La branche accidents du travail et maladies professionnelles (AT-MP) de la Sécurité sociale est confrontée à un déficit croissant. En 2025, elle a enregistré une perte de 200 millions d’euros, ce qui motive les discussions sur de possibles réformes pour rétablir l’équilibre financier.
Une réforme fiscale en projet
La Commission des accidents du travail et des maladies professionnelles (CATMP) étudie actuellement la possibilité de taxer à 100 % les indemnités journalières versées aux salariés en arrêt suite à un accident du travail ou une maladie professionnelle. Actuellement, ces indemnités bénéficient d’une exonération partielle, puisque seules la moitié de leur montant est soumise à l’impôt sur le revenu.
Ce projet s’inscrit dans un contexte où la branche AT-MP doit aussi faire face à des transferts financiers importants vers d’autres branches de la Sécurité sociale. Depuis 2023, elle doit verser chaque année 800 millions d’euros à l’assurance vieillesse, et un montant équivalent à 1,6 milliard d’euros est transféré à l’assurance maladie pour compenser la sous-déclaration des accidents et maladies professionnelles. Ce montant pourrait augmenter à 2 milliards d’euros d’ici 2027.
Impacts pour les salariés
Si cette réforme fiscale était adoptée, l’intégralité des indemnités journalières versées aux salariés serait considérée comme imposable. Concrètement, pour 100 € d’indemnités perçues, 50 € sont aujourd’hui soumis à l’impôt. Avec la réforme, la totalité de la somme le serait, ce qui entraînerait une augmentation de l’impôt pour les bénéficiaires.
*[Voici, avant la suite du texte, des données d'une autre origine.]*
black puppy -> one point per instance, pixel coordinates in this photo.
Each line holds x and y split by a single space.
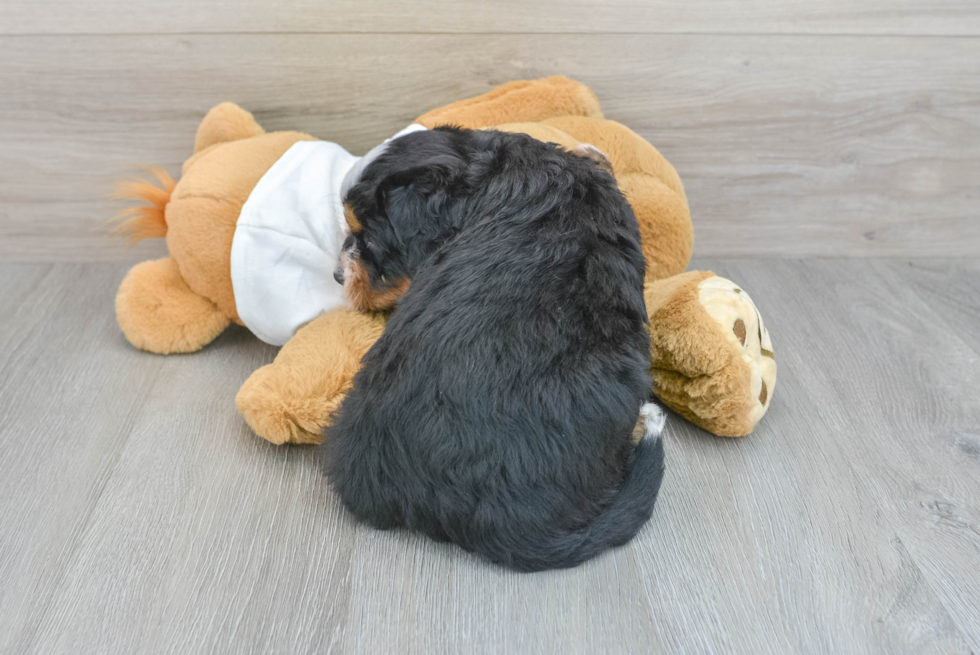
497 410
Autres pistes pour réduire les coûts
En plus de la fiscalisation, le gouvernement envisage aussi de modifier le plafond des indemnités. Actuellement, ce plafond est fixé à 2,8 fois le Smic pour un accident du travail, et peut atteindre 3,7 fois le Smic pour un arrêt supérieur à 28 jours. Une proposition consiste à le réduire à 1,8 fois le Smic, ce qui aurait pour effet de diminuer les indemnités versées, notamment pour les salariés ayant des revenus plus élevés.
Résumé des enjeux
- En 2025, la branche AT-MP a enregistré un déficit de 200 millions d’euros, ce qui pousse à envisager des réformes sur les indemnités journalières.
- Les principales options étudiées sont la fiscalisation totale des indemnités et la réduction du plafond d’indemnisation.
- Ces mesures pourraient entraîner une hausse d’impôt pour certains salariés, une baisse des indemnités ou d’autres ajustements, modifiant le régime des arrêts liés au travail dans les années à venir.